Cuando dijeron que Lucía no era suficiente para mí: Amar en tiempos de juicio
—¿De verdad vas a salir con ella? —La voz de mi hermana Marta retumbó en el salón, mientras mi madre fingía buscar algo en el cajón para no mirarme a los ojos.
Sentí un nudo en el estómago. Había traído a Lucía a casa por primera vez, después de meses de relación. Ella, nerviosa, se retorcía las manos bajo la mesa. Yo solo quería que la aceptaran, que vieran lo que yo veía: su risa contagiosa, su bondad, la forma en que me miraba como si yo fuera capaz de todo. Pero en ese momento, lo único que parecía importar era su aspecto: Lucía no encajaba en el molde de belleza que mi familia —y buena parte del barrio— consideraba «adecuado» para mí.
—Marta, por favor —susurré, intentando mantener la calma—. Lucía es mi pareja y la quiero. ¿No es eso suficiente?
Mi padre ni siquiera levantó la vista del periódico. Lucía tragó saliva y sonrió, como si no le afectara. Pero yo sabía que sí.

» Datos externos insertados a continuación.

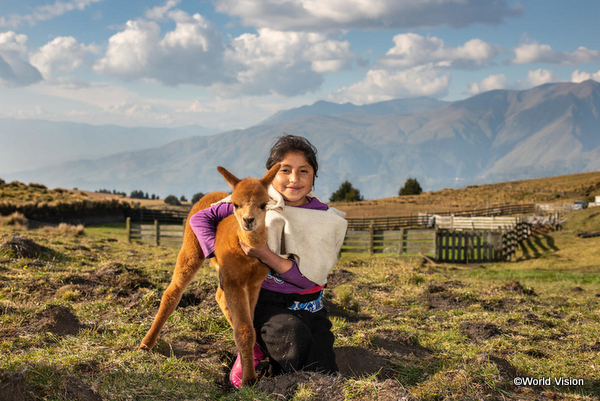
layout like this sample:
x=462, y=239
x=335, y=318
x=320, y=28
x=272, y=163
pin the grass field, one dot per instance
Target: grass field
x=72, y=316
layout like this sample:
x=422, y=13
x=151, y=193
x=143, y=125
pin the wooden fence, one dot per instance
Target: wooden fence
x=423, y=219
x=480, y=246
x=155, y=234
x=475, y=223
x=443, y=245
x=390, y=241
x=162, y=216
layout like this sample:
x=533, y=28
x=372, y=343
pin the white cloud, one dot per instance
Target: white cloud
x=323, y=15
x=63, y=54
x=191, y=53
x=541, y=53
x=578, y=76
x=44, y=13
x=541, y=76
x=380, y=85
x=490, y=83
x=14, y=70
x=287, y=63
x=159, y=12
x=412, y=49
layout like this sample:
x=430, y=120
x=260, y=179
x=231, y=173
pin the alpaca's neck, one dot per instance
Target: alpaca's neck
x=254, y=239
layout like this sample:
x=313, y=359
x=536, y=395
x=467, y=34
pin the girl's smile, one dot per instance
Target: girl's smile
x=294, y=179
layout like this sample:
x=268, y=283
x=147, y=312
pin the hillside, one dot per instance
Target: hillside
x=75, y=308
x=496, y=136
x=564, y=188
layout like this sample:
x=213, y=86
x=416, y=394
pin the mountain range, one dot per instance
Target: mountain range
x=500, y=135
x=31, y=144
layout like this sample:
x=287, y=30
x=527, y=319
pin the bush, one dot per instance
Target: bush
x=411, y=187
x=346, y=193
x=16, y=219
x=172, y=200
x=135, y=194
x=64, y=228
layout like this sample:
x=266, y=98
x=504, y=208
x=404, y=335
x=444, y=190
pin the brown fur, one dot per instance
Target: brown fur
x=240, y=275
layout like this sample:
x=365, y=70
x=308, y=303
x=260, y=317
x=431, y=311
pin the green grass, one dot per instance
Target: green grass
x=416, y=326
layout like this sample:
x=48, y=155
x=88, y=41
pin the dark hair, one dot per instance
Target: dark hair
x=293, y=143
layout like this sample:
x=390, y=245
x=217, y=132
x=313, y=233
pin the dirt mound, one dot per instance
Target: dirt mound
x=506, y=370
x=447, y=300
x=78, y=390
x=126, y=279
x=591, y=348
x=23, y=247
x=359, y=362
x=338, y=277
x=13, y=387
x=57, y=319
x=284, y=387
x=515, y=286
x=395, y=342
x=479, y=330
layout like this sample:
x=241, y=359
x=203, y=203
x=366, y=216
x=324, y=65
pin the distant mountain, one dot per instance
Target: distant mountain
x=496, y=136
x=390, y=107
x=31, y=144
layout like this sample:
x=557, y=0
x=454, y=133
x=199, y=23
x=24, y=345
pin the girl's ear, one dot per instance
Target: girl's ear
x=270, y=176
x=230, y=178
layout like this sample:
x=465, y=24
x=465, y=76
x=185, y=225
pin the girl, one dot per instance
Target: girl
x=292, y=325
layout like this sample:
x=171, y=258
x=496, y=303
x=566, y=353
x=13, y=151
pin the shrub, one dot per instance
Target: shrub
x=346, y=193
x=64, y=228
x=15, y=219
x=411, y=187
x=197, y=197
x=172, y=200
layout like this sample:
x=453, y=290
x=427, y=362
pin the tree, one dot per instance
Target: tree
x=137, y=194
x=411, y=187
x=172, y=200
x=346, y=193
x=197, y=197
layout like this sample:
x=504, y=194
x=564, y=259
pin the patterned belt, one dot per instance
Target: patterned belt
x=311, y=306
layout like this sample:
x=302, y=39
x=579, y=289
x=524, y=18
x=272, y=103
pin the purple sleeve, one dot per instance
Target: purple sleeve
x=293, y=276
x=204, y=224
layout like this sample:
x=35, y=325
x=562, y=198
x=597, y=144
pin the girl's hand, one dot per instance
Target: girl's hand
x=260, y=253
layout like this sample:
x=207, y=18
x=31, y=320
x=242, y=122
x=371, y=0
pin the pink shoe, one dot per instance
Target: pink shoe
x=235, y=377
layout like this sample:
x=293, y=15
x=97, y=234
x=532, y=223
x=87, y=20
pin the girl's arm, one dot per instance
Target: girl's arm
x=286, y=269
x=204, y=224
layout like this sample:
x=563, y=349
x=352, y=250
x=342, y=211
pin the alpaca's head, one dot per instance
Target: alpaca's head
x=250, y=197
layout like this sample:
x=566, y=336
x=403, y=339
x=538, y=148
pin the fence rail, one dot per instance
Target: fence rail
x=155, y=234
x=443, y=245
x=423, y=219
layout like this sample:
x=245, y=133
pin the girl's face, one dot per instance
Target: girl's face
x=294, y=179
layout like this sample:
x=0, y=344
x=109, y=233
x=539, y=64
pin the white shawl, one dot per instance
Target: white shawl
x=312, y=237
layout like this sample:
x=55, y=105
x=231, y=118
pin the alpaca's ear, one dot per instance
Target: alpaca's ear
x=270, y=176
x=230, y=178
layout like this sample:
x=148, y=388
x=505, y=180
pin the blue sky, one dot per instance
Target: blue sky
x=229, y=64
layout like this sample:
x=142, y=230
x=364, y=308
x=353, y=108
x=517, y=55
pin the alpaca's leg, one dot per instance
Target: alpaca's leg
x=243, y=332
x=189, y=260
x=220, y=297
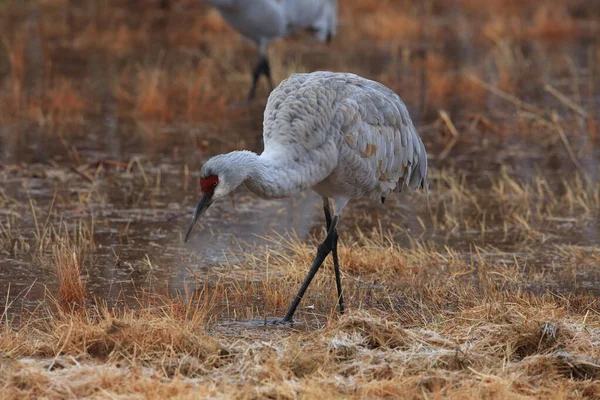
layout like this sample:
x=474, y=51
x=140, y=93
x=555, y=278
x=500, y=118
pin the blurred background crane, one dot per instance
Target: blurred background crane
x=263, y=21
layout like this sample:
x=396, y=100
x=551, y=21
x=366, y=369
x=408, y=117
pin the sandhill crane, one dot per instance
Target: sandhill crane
x=263, y=21
x=344, y=136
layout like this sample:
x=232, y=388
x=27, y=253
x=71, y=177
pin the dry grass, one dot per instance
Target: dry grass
x=475, y=301
x=441, y=336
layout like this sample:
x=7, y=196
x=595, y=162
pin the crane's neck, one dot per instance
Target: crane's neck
x=270, y=176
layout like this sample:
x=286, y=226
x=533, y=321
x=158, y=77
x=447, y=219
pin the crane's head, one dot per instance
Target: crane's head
x=220, y=176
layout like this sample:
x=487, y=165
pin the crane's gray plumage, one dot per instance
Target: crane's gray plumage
x=359, y=127
x=263, y=21
x=344, y=136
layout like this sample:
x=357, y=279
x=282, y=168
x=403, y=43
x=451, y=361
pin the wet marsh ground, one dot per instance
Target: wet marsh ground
x=108, y=111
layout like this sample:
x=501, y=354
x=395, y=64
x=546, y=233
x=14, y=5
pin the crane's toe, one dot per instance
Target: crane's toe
x=282, y=322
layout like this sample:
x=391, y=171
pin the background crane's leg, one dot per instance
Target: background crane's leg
x=322, y=251
x=336, y=262
x=255, y=76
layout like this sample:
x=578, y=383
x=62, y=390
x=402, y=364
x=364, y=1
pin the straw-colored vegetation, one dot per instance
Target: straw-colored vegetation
x=489, y=296
x=444, y=326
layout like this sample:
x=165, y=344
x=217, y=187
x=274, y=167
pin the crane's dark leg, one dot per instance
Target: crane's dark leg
x=262, y=67
x=336, y=262
x=322, y=251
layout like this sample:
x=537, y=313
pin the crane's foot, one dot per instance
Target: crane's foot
x=283, y=322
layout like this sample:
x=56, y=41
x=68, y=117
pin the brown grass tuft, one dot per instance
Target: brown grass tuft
x=67, y=266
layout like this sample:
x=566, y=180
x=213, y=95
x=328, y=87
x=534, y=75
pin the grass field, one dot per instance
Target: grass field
x=107, y=111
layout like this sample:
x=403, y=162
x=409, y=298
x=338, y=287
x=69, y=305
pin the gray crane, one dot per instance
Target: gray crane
x=342, y=135
x=263, y=21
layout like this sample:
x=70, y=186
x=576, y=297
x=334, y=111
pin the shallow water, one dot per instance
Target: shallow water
x=140, y=211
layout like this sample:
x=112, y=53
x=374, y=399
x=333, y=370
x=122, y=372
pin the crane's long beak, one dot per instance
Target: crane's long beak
x=202, y=206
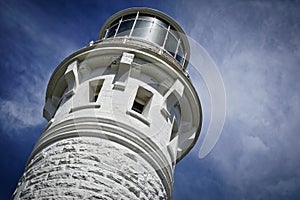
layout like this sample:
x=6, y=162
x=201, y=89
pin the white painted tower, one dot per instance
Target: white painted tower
x=122, y=111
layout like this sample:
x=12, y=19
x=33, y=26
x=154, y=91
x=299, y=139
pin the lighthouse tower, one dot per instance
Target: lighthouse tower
x=121, y=113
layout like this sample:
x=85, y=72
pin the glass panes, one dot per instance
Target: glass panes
x=179, y=55
x=125, y=28
x=157, y=34
x=171, y=44
x=142, y=28
x=112, y=31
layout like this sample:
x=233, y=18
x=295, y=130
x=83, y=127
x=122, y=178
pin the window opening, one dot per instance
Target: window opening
x=141, y=100
x=95, y=88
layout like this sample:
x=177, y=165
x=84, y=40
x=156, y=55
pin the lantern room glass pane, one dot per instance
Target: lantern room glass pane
x=141, y=29
x=157, y=34
x=171, y=44
x=125, y=28
x=112, y=31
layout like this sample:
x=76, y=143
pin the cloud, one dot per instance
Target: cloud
x=30, y=55
x=257, y=48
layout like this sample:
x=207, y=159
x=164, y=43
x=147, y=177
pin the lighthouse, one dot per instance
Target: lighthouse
x=121, y=113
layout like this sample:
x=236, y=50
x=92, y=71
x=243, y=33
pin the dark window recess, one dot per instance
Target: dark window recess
x=141, y=100
x=138, y=107
x=95, y=88
x=174, y=130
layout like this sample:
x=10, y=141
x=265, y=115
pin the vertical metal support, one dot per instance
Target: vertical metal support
x=184, y=59
x=176, y=51
x=166, y=37
x=133, y=26
x=118, y=26
x=106, y=32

Aquella noche, al volver a su piso en Usera, me miró con los ojos llenos de lágrimas.
—¿Tanto molesta cómo soy? —me preguntó, la voz rota—. ¿De verdad crees que no soy suficiente para ti?
Me dolió más de lo que puedo explicar. Porque yo también había crecido escuchando comentarios sobre el físico, sobre lo que «pegaba» o no pegaba. En el instituto, mis amigos hacían bromas crueles sobre las chicas «guapas» y las «del montón». Y ahora, sin quererlo, estaba permitiendo que esos prejuicios entraran en mi vida.

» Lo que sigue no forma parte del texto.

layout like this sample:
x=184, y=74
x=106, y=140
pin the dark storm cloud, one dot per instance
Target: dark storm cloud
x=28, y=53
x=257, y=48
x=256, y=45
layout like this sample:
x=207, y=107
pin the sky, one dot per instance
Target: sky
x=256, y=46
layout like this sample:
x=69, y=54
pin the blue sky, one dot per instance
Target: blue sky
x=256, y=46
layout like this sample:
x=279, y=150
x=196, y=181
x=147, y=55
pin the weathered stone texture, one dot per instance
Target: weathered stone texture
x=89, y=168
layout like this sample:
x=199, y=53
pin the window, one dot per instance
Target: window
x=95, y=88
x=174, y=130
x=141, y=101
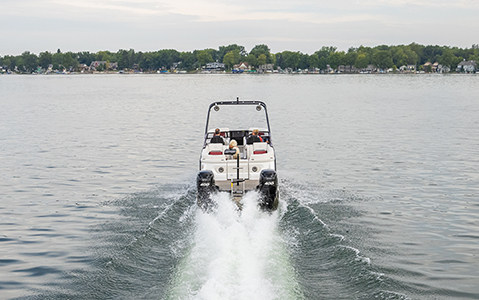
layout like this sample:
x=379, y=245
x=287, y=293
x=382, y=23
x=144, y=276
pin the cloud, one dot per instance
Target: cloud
x=303, y=25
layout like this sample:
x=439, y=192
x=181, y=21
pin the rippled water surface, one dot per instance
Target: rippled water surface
x=379, y=189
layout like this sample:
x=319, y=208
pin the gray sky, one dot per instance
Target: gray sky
x=185, y=25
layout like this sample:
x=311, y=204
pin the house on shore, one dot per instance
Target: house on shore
x=467, y=66
x=103, y=65
x=215, y=66
x=267, y=68
x=241, y=67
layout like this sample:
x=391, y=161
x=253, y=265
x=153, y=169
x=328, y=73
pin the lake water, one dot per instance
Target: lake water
x=379, y=183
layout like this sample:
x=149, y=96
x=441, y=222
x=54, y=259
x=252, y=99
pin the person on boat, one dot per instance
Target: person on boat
x=254, y=137
x=234, y=145
x=217, y=138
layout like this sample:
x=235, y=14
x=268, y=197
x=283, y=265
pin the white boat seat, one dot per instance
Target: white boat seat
x=260, y=148
x=215, y=149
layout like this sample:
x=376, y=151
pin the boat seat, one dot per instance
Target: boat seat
x=214, y=149
x=260, y=148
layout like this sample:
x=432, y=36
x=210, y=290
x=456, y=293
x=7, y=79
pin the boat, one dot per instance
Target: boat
x=252, y=167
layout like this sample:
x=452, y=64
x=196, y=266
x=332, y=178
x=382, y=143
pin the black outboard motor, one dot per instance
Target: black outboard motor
x=268, y=189
x=205, y=184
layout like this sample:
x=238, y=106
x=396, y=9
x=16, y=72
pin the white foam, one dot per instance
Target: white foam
x=235, y=255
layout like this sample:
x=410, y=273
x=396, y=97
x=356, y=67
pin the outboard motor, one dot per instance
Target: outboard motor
x=205, y=184
x=268, y=189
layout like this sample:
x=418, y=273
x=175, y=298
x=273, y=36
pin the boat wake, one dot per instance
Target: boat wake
x=236, y=255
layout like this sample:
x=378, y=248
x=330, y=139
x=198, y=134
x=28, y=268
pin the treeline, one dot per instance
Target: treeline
x=382, y=57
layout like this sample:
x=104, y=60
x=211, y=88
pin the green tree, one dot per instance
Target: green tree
x=188, y=60
x=446, y=58
x=362, y=61
x=231, y=58
x=251, y=60
x=382, y=59
x=45, y=59
x=262, y=59
x=235, y=48
x=204, y=57
x=30, y=61
x=69, y=61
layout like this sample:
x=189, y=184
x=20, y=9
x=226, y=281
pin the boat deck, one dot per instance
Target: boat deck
x=247, y=185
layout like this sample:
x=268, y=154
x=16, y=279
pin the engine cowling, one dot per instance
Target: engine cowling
x=268, y=189
x=205, y=185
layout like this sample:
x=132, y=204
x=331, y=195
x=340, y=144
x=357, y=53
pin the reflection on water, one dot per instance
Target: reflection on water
x=379, y=187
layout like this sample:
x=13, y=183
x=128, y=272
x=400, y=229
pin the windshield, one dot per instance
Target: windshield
x=237, y=117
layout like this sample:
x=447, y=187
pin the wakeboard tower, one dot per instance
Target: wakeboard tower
x=250, y=168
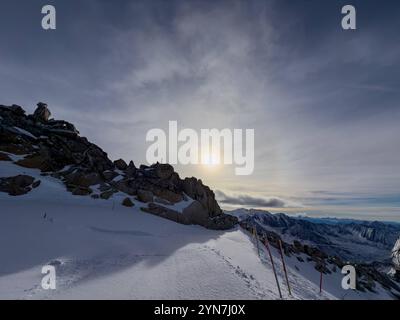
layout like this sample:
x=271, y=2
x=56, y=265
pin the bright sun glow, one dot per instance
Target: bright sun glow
x=210, y=159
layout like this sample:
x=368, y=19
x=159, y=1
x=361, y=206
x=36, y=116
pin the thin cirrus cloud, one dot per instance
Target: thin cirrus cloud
x=249, y=201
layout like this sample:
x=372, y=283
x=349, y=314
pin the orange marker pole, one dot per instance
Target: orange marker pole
x=284, y=267
x=273, y=266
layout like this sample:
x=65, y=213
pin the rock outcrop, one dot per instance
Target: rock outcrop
x=18, y=185
x=56, y=148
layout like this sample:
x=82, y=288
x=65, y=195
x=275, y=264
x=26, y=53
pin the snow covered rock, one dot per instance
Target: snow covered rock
x=56, y=149
x=42, y=113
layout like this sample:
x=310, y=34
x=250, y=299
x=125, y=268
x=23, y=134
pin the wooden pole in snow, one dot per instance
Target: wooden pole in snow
x=284, y=267
x=320, y=282
x=273, y=266
x=256, y=237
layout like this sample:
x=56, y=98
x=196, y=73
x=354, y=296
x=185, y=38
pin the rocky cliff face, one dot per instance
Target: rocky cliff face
x=56, y=148
x=396, y=260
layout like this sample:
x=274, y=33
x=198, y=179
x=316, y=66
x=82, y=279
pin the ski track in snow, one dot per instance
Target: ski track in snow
x=102, y=250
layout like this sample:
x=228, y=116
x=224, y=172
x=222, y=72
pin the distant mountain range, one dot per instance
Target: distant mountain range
x=355, y=240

Los días siguientes fueron un infierno. Los mensajes en el grupo de WhatsApp familiar se llenaron de indirectas: «Sergio, ¿seguro que estás bien?», «No te precipites, hijo». Incluso mi abuela Carmen, siempre tan dulce, me llamó para decirme: «Cariño, tú eres muy apuesto, podrías encontrar a alguien mejor».
En el trabajo tampoco fue mejor. Mi compañero Raúl me enseñó una foto nuestra publicada en Instagram y soltó:
—Tío, ¿en serio? Pensé que podías aspirar a más.

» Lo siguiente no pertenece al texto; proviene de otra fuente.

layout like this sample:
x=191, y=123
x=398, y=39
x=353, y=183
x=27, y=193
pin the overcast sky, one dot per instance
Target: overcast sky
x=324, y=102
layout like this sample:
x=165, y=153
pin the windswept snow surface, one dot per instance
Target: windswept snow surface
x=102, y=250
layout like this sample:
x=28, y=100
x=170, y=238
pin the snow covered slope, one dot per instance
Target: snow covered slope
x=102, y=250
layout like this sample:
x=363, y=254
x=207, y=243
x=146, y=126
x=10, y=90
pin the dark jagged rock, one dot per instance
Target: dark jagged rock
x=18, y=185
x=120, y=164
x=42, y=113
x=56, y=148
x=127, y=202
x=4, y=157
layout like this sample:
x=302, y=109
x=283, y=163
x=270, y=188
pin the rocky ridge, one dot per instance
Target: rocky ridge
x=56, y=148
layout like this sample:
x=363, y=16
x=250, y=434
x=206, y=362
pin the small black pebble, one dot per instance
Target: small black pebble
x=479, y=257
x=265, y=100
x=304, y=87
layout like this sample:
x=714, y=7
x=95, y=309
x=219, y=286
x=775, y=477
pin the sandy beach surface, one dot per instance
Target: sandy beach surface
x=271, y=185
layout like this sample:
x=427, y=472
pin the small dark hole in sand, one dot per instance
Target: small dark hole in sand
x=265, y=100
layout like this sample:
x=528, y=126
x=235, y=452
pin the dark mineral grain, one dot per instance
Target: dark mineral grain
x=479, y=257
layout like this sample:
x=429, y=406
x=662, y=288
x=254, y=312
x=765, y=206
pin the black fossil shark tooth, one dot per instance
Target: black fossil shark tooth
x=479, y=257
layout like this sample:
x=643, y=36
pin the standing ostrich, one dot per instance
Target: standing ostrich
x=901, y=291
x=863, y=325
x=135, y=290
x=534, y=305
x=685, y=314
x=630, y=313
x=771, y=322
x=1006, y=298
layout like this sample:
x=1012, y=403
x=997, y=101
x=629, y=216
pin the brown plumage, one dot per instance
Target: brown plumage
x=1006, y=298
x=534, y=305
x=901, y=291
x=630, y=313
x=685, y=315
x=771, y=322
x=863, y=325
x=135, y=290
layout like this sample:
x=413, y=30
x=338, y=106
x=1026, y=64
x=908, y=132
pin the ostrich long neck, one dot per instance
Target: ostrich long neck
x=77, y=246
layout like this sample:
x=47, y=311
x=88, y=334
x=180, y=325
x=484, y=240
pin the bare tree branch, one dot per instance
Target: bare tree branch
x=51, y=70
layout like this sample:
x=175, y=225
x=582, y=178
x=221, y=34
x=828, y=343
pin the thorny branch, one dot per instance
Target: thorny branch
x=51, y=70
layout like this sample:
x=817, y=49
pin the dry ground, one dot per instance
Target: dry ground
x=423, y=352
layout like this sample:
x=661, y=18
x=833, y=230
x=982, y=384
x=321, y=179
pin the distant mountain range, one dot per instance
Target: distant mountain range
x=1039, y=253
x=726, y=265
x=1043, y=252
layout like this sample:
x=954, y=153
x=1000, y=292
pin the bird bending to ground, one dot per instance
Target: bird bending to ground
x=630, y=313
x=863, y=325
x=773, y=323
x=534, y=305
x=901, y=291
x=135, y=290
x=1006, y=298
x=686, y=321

Sentí rabia. ¿Quiénes eran ellos para decidir lo que yo merecía? ¿Desde cuándo el amor se medía por los likes o por los estándares de belleza de una sociedad superficial?
Lucía empezó a distanciarse. Ya no quería salir conmigo por el barrio; temía las miradas, los comentarios susurrados en los bares. Yo intentaba animarla:
—Me da igual lo que digan. Lo único importante eres tú.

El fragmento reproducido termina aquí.